Ils vécurent la vie ouvrière
autrement qu’ en observateurs. Ils
la retrouvaient dans les quartiers ou
les hôtels meublés où
ils s’installèrent. Cette
présence qu'il voulait sincère
et vraie les entraîna normalement
dans les luttes que le prolétariat
est contraint de mener. Ils adhérèrent
à la CGT syndicat que la classe
ouvrière s’est créé
au fil de son histoire et acceptèrent
les responsabilités qui leur y
furent confiées.
C’est
à partir de juillet 1949 qu’un
premier décret du Saint Office
met en garde les catholiques vis à
vis du Parti Communiste. C’est déjà
une condamnation de l'engagement dans
la classe ouvrière. De juillet
1949 à novembre 1953, les manœuvres
vaticanes relayées par une partie
de l’épiscopat français
soumis à l’autorité
du pape Pie XII, ne cessent d’enrayer
cette ouverture à un monde athée.
A noter également
l'offensive
coordonnée des patrons dits chrétiens,
de la C.F.T.C et des milieux les plus
conservateurs de l’Eglise. La découverte
progressive de l’existence de la
Mission de Paris et de ses engagements
provoqua méfiance et scandale.
Après la mort du cardinal Suhard
et dès 1951-52, suspicions, menaces
d’excommunication même, se
manifestèrent de la part de la
hiérarchie. En novembre 1953 est
prévue la décision d’arrêter
" l’expérience"
des prêtres ouvriers suivant l’expression
des non-engagés mais qui pour eux
n’était pas une "expérience".
La
méfiance de la hiérarchie
se manifesta alors par une série
d’interdictions et de mesures répressives
: interdiction du périodique "La
Quinzaine”, condamnation de “Jeunesse
de l’Eglise”, démission
contrainte du père Augros, supérieur
du séminaire de la Mission de France
de Lisieux et fermeture de celui ci, réduction
au silence du père Teilhard de
Chardin.
C’est
ainsi que tomba en 1954 l’interdiction
sans appel de Pie XII concernant les prêtres
ouvriers. A une date précise, ceux-ci
devaient avoir, quitté le , travail
et l’engagement dans la classe ouvrière.
Sur la petite centaine qu’ils étaient,
un peu plus de la moitié décida
de rester au travail.
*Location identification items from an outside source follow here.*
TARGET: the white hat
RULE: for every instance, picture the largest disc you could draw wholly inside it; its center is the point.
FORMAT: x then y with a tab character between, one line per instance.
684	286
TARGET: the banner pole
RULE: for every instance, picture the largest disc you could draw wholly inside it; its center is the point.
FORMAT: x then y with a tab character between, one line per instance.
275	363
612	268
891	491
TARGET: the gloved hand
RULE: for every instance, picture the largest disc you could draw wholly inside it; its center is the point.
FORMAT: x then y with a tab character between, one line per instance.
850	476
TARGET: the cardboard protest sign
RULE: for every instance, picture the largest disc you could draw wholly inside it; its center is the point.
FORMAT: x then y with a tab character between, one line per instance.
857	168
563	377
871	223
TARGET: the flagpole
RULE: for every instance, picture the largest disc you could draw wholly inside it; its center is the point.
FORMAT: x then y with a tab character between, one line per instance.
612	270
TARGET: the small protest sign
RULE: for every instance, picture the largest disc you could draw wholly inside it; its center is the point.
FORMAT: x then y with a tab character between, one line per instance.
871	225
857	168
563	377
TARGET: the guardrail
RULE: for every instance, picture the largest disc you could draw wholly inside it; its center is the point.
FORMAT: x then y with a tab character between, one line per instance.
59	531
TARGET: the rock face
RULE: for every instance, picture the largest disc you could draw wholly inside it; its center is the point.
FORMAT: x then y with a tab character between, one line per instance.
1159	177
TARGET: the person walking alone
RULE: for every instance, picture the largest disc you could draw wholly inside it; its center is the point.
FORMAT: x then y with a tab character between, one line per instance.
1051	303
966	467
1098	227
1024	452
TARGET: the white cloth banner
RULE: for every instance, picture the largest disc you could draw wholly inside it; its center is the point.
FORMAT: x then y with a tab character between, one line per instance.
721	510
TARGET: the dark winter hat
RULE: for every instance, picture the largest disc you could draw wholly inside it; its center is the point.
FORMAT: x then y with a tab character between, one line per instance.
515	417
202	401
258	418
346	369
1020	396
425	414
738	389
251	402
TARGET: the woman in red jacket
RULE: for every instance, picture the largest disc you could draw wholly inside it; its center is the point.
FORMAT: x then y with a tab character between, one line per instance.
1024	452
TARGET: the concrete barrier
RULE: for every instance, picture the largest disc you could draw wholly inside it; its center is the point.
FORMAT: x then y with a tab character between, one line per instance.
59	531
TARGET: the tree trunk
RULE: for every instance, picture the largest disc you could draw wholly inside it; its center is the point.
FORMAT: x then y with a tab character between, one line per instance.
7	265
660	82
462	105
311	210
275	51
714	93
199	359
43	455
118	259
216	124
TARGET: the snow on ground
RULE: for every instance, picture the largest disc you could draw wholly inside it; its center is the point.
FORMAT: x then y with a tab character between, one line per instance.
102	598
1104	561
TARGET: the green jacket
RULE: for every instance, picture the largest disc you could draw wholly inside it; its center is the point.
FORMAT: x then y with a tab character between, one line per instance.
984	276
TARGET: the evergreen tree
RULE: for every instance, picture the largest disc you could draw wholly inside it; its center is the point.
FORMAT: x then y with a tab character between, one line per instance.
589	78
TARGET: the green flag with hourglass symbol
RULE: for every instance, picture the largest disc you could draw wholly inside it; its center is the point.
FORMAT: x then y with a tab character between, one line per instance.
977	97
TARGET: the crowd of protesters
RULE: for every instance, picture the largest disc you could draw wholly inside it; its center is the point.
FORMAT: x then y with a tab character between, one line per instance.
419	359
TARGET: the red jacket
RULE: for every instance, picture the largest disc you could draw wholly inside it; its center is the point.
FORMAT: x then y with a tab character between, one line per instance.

L’événement
eut un certain écho dans l’actualité
d’alors. Pour ceux-la qui en étaient
les principales victimes, une vie nouvelle
commença. Qu’ils soient organisés
dans un groupe de résistance et
de réflexion ou qu’ils se
retrouvent avec leur solitude et leur
conscience, tous vécurent pendant
un an ou deux une véritable traversée
du désert. Deux en perdirent la
vie de désespoir.
—
Mais ce rejet qu’ils avaient subi
et non voulu renforçait leur lien
avec la classe ouvrière. Bien vite,
leur engagement les jeta au coude à
coude avec leurs compagnons de travail,
dans une participation active aux luttes
nées des événements
: conflits sociaux et politiques, guerres
d’Indochine et d’Algérie.
—
Apparaissent alors ces valeurs qui font
l’étoffe et la grandeur de
la classe ouvrière: solidarité
dans la vie et le travail, une dignité
souvent blessée mais toujours revendiquée
et surtout l’appel à une
justice, bafouée par ceux qui ont
pouvoir et argent. Appel à une
justice qui se veut un droit et non à
une charité humiliante.
—
A ces hommes prêtres soucieux d’être
attentifs à l’Evangile plutôt
que d’exercer une fonction traditionnelle
sacralisée, il apparut que la vie
ouvrière était traversée
parles valeurs évangéliques
révélatrices de valeurs
humaines. Ce message que les prêtres
ouvriers pensaient apporter; il leur était
ainsi retourné, vivant, et d’une
vie humaine ~. mais. non sclérosé
dans une doctrine dogmatique et une morale.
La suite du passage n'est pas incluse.